The purpose of this thread is to see these amps still in action and hear how they are being used. Like an amp under a seat running components or a sub to a full blown custom setup don't be embarrassed let's see these things in action. I like the picks of the old comp cars too. I'm calling you guys out I want to see whose using it not just storing it. Let's honor these old designs by using them! 


Sent from my iPad using Tapatalk


----------



## Darth SQ

SilkySlim said:


> Ok this thread needs some life so all you guys buying this old school gear and talking about how good it looks and great it sounds but you're not putting it in vehicles? That's insulting I understand that there are some jewels that go to the shelf to await that perfect install or are mount on the wall as amp porn.
> The purpose of this thread is to see these amps still in action and hear how they are being used. Like an amp under a seat running components or a sub to a full blown custom setup don't be embarrassed let's see these things in action. I like the picks of the old comp cars too. I'm calling you guys out I want to see whose using it not just storing it. Let's honor these old designs by using them!
> 
> 
> Sent from my iPad using Tapatalk


Well said.
I'm working on it. 




Bret
PPI-ART COLLECTOR


----------



## smgreen20

I'll agree this thread needs new life, but sadly I didn't take (If I did I didn't keep) any pictures of my old installs from when I got into car audio.

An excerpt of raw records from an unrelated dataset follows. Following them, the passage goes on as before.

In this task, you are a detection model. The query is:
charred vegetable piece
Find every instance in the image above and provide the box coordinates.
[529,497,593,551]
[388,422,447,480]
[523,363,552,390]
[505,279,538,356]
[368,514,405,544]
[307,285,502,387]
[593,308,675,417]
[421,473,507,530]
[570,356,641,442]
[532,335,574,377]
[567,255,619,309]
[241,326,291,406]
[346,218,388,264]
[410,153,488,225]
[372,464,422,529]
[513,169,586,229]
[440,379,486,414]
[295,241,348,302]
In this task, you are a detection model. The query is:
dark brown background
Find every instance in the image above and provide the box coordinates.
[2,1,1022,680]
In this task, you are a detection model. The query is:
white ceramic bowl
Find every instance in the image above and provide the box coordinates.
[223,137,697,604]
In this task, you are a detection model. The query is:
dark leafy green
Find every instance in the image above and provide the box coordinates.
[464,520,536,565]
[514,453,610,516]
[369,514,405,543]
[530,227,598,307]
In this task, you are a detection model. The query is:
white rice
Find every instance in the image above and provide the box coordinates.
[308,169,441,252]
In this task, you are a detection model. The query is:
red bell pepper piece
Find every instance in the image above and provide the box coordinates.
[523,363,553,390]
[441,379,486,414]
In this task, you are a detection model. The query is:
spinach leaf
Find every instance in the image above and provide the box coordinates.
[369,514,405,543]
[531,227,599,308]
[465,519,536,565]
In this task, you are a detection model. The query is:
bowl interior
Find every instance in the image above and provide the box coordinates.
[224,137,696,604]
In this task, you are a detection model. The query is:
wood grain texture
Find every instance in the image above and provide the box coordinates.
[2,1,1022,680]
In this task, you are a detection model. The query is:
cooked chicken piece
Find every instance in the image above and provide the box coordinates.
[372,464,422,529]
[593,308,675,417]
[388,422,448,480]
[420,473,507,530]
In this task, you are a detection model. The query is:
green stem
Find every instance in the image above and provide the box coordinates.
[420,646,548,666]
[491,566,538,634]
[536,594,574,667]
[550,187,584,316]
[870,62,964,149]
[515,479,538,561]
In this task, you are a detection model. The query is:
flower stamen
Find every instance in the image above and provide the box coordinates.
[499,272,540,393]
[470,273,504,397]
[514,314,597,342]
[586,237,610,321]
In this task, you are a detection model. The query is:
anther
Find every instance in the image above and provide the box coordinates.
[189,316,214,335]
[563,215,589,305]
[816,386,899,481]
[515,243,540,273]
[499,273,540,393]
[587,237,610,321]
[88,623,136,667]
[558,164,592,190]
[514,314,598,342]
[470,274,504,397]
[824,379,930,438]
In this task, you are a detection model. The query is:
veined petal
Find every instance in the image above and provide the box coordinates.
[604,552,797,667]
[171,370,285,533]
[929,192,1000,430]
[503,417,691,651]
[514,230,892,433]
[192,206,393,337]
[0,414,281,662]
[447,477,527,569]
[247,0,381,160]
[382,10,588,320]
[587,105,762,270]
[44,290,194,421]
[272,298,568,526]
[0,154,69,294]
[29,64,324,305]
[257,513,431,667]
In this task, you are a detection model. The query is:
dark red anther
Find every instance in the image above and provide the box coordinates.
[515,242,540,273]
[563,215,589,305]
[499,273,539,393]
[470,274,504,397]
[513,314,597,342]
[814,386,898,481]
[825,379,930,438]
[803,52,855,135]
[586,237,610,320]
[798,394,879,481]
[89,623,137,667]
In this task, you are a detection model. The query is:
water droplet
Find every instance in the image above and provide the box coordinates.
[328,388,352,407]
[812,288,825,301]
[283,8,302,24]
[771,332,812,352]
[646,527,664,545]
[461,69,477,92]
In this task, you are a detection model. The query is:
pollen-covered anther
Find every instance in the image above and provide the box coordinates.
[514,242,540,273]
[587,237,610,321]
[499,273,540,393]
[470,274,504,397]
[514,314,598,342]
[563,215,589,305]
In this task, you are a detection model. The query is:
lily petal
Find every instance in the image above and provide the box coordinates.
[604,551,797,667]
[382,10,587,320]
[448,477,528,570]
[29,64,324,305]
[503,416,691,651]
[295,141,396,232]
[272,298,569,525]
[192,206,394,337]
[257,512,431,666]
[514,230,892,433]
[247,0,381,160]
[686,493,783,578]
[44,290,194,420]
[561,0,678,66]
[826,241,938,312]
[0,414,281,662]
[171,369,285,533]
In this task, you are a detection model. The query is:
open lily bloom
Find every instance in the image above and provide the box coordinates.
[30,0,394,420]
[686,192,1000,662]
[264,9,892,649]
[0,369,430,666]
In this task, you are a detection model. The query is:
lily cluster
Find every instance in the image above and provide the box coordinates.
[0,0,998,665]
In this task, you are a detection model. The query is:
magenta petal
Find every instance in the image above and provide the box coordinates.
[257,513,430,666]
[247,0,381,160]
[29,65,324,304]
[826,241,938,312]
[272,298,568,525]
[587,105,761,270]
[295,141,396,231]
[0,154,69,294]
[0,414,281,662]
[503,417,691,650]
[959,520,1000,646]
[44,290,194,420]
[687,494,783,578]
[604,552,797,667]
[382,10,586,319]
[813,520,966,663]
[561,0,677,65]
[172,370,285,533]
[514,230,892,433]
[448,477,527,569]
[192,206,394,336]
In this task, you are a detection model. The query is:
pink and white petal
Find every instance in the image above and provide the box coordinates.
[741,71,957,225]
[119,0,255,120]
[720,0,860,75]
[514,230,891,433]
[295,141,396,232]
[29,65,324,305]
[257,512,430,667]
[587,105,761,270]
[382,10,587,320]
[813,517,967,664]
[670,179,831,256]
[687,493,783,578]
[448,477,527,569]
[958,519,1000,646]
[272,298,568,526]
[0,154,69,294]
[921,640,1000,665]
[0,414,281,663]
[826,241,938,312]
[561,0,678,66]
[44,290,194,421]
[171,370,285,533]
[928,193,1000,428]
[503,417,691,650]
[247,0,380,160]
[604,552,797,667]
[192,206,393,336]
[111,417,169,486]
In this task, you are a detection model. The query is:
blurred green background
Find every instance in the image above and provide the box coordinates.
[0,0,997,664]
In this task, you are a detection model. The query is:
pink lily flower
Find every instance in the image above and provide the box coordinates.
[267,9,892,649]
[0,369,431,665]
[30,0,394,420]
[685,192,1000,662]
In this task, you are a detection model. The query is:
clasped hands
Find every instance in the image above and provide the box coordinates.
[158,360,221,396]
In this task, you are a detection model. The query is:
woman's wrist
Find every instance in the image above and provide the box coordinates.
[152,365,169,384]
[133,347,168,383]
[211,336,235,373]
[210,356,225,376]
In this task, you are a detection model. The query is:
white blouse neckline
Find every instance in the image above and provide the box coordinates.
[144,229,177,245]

I did take one from '99 in the wifes car, I'll see if I can dig it up. 



After a brief search, I found it, but not installed. Picture this, if you will, in a '90 Buick LeSabre in the trunk facing you if you're looking in, between the rear struts. 

HU: Clarion DRX9175 - Later stolen
Front: Clarion #?#5750 5 x 7 plates in custom made kicks - also later stolen
Rear: None
Processing: Clarion EQH5100
Amp: Clarion APA4160
Subs: Phoenix Gold XS104's

This is a badas$ amp, sold it to a friend and he gave it back to me earlier this year. Ran the fronts in stereo at 4 ohms, chs 3&4 bridged at 2 ohms to the subs, NEVER got hot, NEVER shut off. This (or these) amps are way under estimated.


----------



## Defaalarm

wurgerd9 said:


> -Sony mobileES XRC-750 and mobile ES changer with wired remote
> -Sony mobileES component 5.25" set up front
> -Clarion 74 eq
> -MTX Thunder 4320 for front components and rear fill speakers
> -MTX Thunder 275x for subwoofer
> 
> (not old school)
> -JBL GTO 1014 10" sub in custom box (.75 cu ft) firing into back seat
> -Alpine SPS-406 in rear deck


I used to have an old MTX Thunder 275x, it was my first amplifier  I could give you all a picture of my '99 set up, but you might not considder it Old School  

As I was 18 at the time I had the Thunder, my thoughts were that it was the best amplifier in the world. Is it considdered a good amplifier?


----------



## ryanr7386

PPI-ART COLLECTOR said:


> Well said.
> I'm working on it.
> 
> 
> 
> 
> Bret
> PPI-ART COLLECTOR


****, I must of missed a thread some where Brett! When did you put Tile and an Oven in the back of that Suburban?


----------



## Darth SQ

ryanr7386 said:


> ****, I must of missed a thread some where Brett! When did you put Tile and an Oven in the back of that Suburban?


G1 lol.


Bret
PPI-ART COLLECTOR


----------



## SilkySlim

smgreen20 said:


> I'll agree this thread needs new life, but sadly I didn't take (If I did I didn't keep) any pictures of my old installs from when I got into car audio. I did take one from '99 in the wifes car, I'll see if I can dig it up.
> 
> 
> 
> After a brief search, I found it, but not installed. Picture this, if you will, in a '90 Buick LeSabre in the trunk facing you if you're looking in, between the rear struts.
> 
> HU: Clarion DRX9175 - Later stolen
> Front: Clarion #?#5750 5 x 7 plates in custom made kicks - also later stolen
> Rear: None
> Processing: Clarion EQH5100
> Amp: Clarion APA4160
> Subs: Phoenix Gold XS104's
> 
> This is a badas$ amp, sold it to a friend and he gave it back to me earlier this year. Ran the fronts in stereo at 4 ohms, chs 3&4 bridged at 2 ohms to the subs, NEVER got hot, NEVER shut off. This (or these) amps are way under estimated.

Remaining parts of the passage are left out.